Lighthouse RL: Sample-Efficient Circuit Optimization via Strategic Reset Points
2026-07-15 • Machine Learning
Machine LearningHardware Architecture
AI summaryⓘ
The authors present Lighthouse RL, a new method that makes training AI to size analog circuits more efficient. Unlike usual methods that explore a lot of less useful options, their approach re-starts training from previously found good solutions called "lighthouses," which helps focus on better options. They tested their method on simulated problems and real circuits, showing faster learning and better success rates than other techniques. Their strategy can also improve other AI optimization methods by guiding exploration more smartly.

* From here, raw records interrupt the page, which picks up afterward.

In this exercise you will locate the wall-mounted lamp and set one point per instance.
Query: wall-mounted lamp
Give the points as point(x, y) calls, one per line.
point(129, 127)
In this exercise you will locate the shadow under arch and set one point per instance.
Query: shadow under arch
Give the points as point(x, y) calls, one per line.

reinforcement learninganalog circuit sizingsample efficiencyblack-box optimizationBayesian optimizationexploration-exploitationreset strategyoptimization performancegeneralization
Authors
Mustafa Emre Gürsoy, Stefan Uhlich, Ryoga Matsuo, Yağız Gençer, Arun Venkitaraman, Chia-Yu Hsieh, Andrea Bonetti, Eisaku Ohbuchi, Lorenzo Servadei
Abstract
In this paper, we introduce Lighthouse RL, a sample-efficient reinforcement learning (RL) approach for analog circuit sizing. Traditional methods lack generalization across different performance targets, while standard RL approaches waste resources exploring unpromising regions. Our method addresses these inefficiencies through a strategic reset strategy that initializes episodes from high-performing configurations discovered during training, called "lighthouses". These states, which are closer to the target objectives, guide exploration toward promising regions. When compared to RL and Bayesian optimization methods from the literature, we demonstrate the effectiveness of our approach on a 2D benchmark problem and on two analog circuits, showing significant improvements in sample efficiency (up to 1.72x faster), optimization performance (100% vs. 0-87% success rate), generalization (75% vs. 0-50% extrapolation success), and objective maximization. This efficiency is particularly valuable for computationally expensive black-box optimization problems, and our reset strategy can be used as a plug-and-play enhancement for any RL-based optimization approach.